How The Fire Fell Dir. Edward Davee

[E.P. Davee Films; 2011]

Styles: drama, biographical drama
Others: The Master, To The Wonder

The debut feature from writer/director Edward Davee dramatizes the real-life events of a small religious cult that lived in the woods of eastern Oregon, led by a fire and brimstone preacher named Edmund Creffield. Davee though doesn’t stick to straight narrative, preferring instead to portray the strange world that Creffield created for his followers — one in which he proclaimed to be the vessel for Jesus’s second coming, in an impressionistic fashion. The dialog in the film is sparse, usually only heard as sermons from Creffield (played here by erstwhile musician Joe Haege). Almost all the other scenes are played out underneath modern classical instrumentals and edited to disorient and jar.

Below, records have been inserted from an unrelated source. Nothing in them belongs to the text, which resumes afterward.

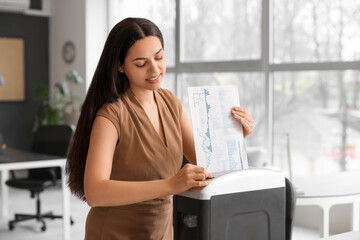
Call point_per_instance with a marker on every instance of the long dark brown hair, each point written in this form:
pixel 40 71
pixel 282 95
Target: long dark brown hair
pixel 106 86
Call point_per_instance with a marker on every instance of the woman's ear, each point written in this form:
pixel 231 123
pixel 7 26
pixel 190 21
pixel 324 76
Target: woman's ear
pixel 121 68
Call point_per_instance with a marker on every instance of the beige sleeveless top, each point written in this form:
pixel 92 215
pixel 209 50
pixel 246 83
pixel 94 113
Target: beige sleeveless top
pixel 140 155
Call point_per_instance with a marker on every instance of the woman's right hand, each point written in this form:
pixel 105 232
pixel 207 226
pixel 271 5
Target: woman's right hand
pixel 190 176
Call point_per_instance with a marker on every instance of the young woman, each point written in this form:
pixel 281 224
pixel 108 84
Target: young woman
pixel 130 139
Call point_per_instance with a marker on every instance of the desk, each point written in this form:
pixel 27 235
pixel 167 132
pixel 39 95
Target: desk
pixel 327 191
pixel 17 159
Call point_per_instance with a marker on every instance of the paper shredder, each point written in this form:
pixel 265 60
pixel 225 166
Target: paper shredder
pixel 243 205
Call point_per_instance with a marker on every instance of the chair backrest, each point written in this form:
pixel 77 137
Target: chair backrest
pixel 52 140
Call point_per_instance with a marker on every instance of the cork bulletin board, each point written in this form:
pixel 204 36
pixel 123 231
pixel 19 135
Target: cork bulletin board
pixel 12 69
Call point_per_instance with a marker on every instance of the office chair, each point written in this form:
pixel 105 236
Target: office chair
pixel 52 140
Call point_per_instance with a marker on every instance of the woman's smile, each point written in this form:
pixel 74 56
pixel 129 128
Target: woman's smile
pixel 153 79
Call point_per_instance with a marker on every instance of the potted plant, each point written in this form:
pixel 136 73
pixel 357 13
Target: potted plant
pixel 68 102
pixel 63 107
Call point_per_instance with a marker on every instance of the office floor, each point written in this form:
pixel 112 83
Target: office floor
pixel 51 200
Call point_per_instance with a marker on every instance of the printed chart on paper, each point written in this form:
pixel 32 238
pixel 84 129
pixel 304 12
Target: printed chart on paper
pixel 218 136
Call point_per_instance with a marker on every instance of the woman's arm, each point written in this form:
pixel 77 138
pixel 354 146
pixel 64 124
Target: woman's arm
pixel 188 138
pixel 101 191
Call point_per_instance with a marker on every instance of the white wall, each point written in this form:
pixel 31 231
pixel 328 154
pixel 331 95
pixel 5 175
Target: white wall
pixel 96 33
pixel 83 22
pixel 67 23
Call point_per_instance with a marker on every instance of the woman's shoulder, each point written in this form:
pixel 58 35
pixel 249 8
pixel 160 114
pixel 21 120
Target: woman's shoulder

The directorial decisions Davee makes throughout may seem unusual or at least a little too heavily indebted to the visions of Terrence Malick or Paul Thomas Anderson post-Boogie Nights. But if you’ve ever spent time in a religious community, you will recognize the signifiers at play here. Even though the sermons that we do hear rage at the faithless and the possible heaven that awaits, the church experience is all about trying to feel some kind of ecstasy and to be removed from earthly concerns and pain for even the briefest of moments.

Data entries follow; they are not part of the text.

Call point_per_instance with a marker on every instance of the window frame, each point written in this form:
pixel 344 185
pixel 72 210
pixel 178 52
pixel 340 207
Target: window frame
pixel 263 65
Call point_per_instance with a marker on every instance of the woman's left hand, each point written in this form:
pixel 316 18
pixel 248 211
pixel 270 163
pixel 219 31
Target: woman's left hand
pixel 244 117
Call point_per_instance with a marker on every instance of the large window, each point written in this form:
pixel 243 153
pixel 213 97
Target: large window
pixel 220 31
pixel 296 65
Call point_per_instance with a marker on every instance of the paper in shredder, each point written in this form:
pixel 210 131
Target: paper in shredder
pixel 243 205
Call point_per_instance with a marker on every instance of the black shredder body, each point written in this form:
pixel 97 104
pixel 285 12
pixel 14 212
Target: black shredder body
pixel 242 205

That’s what we see most often in this film. The women of this cult rolling on the ground in the thralls of the Holy Spirit, or dancing around a fire naked, or what looks like loud intense testimony. Even when they are having sex with Creffield (all the better to help birth the new Christ) they have the same expressions of rapt wonder.

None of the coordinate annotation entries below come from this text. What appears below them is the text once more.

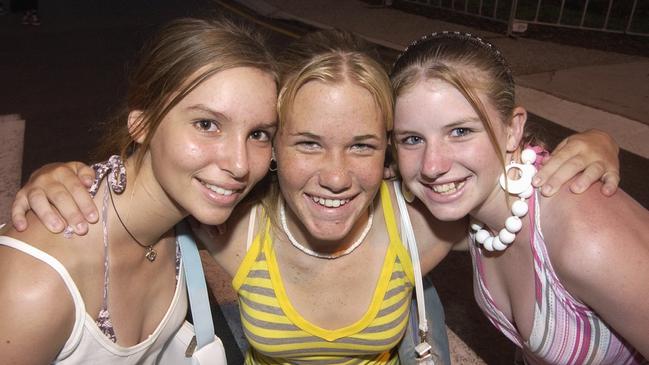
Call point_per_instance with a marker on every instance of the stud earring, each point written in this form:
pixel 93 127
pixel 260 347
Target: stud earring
pixel 407 194
pixel 273 162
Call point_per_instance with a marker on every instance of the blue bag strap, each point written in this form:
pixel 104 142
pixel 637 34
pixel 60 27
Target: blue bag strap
pixel 196 286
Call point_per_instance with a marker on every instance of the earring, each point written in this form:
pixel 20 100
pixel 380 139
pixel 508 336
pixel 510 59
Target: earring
pixel 273 162
pixel 407 194
pixel 522 185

The only concern with this approach is that the female actors here are painted into an artistic corner. It’s a fair reflection of the place of women in most churches and cults, but I couldn’t help but lament for the seen-but-not-heard women who populate the movie. And I would have loved to see them go toe-to-toe with Haege who, appropriately, dominates this film with his wild-eyed fury and slowly unraveling connection with sanity. It’s a fantastic performance worthy of the attention this film’s release into the VOD world might give it.